Back in the late sixties I was traveling with some friends along the coast road from Puerta Vallarta to San Blas. We had the road to ourselves and the stars were just coming out as we wound through the jungle. I had just repaired my Pre-war Indian and for once it was running well. I had hoed weeds all summer to earn it from an old man who had it setting in his barn (a story in itself). We were moving fast enough to cool us from the sweltering humidity when we came upon a tree blocking the road.
I was the first to stop and investigate. As the rest of our group came to a stop, a small group of armed men and women stepped out of the jungle and surrounded us. The leader pointed an AK-47 at me and demanded money. I was intimately familiar with this weapon as I was just out of the military. I could tell he was uncomfortable and surprised when he realized that we were all gringos.

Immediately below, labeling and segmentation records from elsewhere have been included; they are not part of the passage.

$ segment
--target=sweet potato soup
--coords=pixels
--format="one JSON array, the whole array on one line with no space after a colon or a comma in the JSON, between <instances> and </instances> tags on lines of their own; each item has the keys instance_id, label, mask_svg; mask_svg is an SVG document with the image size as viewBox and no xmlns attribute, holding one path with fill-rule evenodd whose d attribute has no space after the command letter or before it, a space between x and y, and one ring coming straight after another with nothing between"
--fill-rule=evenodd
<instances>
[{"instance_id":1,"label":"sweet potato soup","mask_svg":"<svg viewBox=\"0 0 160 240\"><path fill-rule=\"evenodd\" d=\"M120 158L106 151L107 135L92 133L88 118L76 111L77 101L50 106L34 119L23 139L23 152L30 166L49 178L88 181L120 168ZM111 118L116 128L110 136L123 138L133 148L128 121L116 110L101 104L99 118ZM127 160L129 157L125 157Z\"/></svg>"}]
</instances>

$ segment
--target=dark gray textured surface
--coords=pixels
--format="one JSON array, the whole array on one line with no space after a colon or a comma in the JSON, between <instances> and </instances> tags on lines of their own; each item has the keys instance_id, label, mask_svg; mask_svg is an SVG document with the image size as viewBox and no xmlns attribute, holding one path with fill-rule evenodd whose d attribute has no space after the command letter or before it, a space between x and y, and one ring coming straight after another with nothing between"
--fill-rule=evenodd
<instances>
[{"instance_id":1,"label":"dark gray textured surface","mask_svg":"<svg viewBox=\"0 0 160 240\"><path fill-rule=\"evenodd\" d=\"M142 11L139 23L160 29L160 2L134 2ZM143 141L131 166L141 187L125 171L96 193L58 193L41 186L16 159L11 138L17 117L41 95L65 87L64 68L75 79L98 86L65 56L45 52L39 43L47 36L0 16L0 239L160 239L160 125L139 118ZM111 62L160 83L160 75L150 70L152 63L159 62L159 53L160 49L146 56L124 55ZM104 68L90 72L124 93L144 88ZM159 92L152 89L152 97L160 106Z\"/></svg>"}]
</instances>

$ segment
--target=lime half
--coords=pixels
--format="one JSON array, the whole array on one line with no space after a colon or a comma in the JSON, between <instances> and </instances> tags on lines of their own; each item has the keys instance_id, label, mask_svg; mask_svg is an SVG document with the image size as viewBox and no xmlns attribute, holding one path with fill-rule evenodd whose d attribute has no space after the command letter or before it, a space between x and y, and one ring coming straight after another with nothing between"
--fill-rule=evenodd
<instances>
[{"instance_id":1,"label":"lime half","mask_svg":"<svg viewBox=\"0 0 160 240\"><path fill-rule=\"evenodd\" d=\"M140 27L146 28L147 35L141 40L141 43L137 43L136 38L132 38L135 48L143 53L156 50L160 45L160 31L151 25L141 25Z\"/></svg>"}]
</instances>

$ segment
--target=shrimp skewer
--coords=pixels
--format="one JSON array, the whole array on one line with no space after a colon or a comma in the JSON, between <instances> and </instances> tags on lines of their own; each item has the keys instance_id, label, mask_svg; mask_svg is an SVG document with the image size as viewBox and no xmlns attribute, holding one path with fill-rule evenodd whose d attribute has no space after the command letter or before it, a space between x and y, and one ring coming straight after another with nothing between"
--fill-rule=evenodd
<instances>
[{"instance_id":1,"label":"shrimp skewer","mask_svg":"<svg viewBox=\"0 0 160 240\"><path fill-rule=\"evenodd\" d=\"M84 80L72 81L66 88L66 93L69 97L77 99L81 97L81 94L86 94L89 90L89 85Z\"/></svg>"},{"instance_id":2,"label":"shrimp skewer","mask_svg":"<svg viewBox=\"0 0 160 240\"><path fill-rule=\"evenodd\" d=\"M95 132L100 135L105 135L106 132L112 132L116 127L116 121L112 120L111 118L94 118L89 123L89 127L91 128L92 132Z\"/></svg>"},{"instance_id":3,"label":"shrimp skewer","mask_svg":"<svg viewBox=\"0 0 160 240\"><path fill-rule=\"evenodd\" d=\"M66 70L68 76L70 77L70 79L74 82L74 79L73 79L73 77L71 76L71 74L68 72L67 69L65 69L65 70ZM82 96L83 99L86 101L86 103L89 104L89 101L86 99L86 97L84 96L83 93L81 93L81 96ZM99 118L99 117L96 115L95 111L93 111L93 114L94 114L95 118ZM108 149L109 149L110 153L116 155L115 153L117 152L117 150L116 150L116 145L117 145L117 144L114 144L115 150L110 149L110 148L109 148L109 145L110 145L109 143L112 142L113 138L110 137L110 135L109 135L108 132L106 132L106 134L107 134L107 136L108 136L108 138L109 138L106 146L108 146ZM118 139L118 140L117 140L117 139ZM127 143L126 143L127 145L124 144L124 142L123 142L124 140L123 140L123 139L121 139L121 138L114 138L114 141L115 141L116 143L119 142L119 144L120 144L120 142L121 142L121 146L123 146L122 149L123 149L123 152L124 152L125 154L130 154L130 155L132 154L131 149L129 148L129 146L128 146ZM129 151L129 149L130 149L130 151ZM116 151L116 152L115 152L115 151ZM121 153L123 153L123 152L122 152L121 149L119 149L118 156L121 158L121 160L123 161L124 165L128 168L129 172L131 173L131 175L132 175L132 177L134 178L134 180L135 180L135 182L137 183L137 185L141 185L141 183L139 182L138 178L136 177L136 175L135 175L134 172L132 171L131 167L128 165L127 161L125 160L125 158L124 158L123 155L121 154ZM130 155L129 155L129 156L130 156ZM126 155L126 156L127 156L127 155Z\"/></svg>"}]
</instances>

Immediately, I took exception and told the leader that he couldn’t take all of our money as we needed to get home and, further, my girlfriend was expecting. This threw the whole group into a whispered discussion. Now, I admit I made the part up about my girlfriend but the rest was true. We had all stretched our spring break, which was designed to be a week long, into several months. Our parents (especially my girlfriend’s) and the college officials did not see the humor in our change of vacation plans.
Finally, after what seemed like hours, the leader nervously asked me how much we needed to get home. I replied that we only had a $125US between us and we needed a least a hundred to get home. I pointed sympathetically to my girlfriend. We bartered for a good hour and finally settled on us giving them $25US and cooking them dinner.
Everyone relaxed and the AKs were set aside. It was a communal affair with us sharing what we had for dinner. This being the sixties in Mexico, the women cooked while the men shared a bottle of tequila chased by macho stories. This was the birth of one of the recipes in the one-arm cook book, Chili Mac. They loved it.
The evening wore on as many of us nodded off. Our impromptu campfire died down and as silently as they stepped out to meet us, they drifted back into the jungle like sleep walking ghosts.
After moving the log I commented that it was the politest robbery I’ve ever heard of. I learned that evening that sometimes when you step into a drama and you just have to play it out. Besides, there might be a story in it.